On the long, circuitous ride back to the large village that was the base of the force, the sky to the northeast rapidly became an even darker gray, and, with the wind now almost a live and fiercely biting thing, only a fool would have failed to guess that one of the fearsome midwinter blizzards was charging down upon the lands of Behdrozyuhn at full gallop.
Huddled like his companions into the voluminous, thick, hooded cloak which, being of bleached wool, had been camouflage as well as protection from the elements back there on the hillcrest, Captain-of-Freefighters Pawl Raikuh rode deep in thoughts of the last year or so.
“Who would’ve thought it two years ago, that I, Pawl Raikuh, trained to arms since my seventh year and soldiering for close to thirty-five years, would be cheerfully taking orders from a man half my age who had spent the best part of his life as a servant to noblemen—a mere valet and minstrel? Yet I foresaw some of all this… when?… sometime back during the siege of Vawnpolis, I think.

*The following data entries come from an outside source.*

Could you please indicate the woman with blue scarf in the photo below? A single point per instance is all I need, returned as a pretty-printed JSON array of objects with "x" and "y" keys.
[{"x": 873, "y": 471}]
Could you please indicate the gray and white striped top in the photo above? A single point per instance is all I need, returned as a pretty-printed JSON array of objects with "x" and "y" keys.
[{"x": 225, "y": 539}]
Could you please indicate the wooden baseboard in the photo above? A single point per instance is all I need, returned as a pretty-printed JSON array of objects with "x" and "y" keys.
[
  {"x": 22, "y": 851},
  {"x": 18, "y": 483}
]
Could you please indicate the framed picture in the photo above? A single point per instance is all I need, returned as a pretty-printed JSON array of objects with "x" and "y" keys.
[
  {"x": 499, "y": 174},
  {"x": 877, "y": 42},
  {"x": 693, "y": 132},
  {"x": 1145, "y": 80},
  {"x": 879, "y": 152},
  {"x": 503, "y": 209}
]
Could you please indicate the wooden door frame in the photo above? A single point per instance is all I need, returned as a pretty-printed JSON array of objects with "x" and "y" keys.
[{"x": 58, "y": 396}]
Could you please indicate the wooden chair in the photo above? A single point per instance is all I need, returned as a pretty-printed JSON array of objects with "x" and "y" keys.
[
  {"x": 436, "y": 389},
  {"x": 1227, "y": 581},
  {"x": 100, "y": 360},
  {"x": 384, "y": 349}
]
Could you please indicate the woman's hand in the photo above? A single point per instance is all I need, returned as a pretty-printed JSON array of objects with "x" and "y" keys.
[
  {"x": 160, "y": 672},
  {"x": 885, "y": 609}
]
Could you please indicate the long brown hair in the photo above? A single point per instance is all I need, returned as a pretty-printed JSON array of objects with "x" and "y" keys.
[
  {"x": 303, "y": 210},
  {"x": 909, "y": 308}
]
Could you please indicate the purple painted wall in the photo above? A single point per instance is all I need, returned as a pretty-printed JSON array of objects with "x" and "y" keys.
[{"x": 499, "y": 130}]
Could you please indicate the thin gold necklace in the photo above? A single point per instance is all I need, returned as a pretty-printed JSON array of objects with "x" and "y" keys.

Or was it earlier than that, on the march into Vawn? Hell, I can’t recall! Damn this chancy second sight, anyway.
“Oh, yes, our Geros has come far indeed from his humble beginnings, for all that he fights against and complains of advancement every step of the way. He’s going to make a great captain, if he decides to go that way. This past year’s campaigning has been proof of that if nothing else.
“Not that he’ll ever have the real need to swing steel for a living, what with holding rich lands in two duchies of the Confederation, with powerful noblemen his friends and debtors and practically falling over each other to heap more honors upon him. And for holding that Silver Cat the damned Confederation will pay him thirty ounces of silver a year for as long as he lives; no measly annual income, that, even for a belted knight.
“And he’s a rare way of winning people over, that Geros. When first we rode down here, the Ahrmehnee hatred of us was so thick in the air you could’ve spread it on ice with a cold knifeblade, yet now they all love him like a brother.” Raikuh chuckled softly to himself. “And from the looks they give him, not a few of those fine, high-breasted Ahrmehnee wenches would love him as anything but a brother, had they the chance. Hell, for all I know some of them already have. Geros can be damned secretive, comes to his personal life, and he’s got the rank now to make it stick.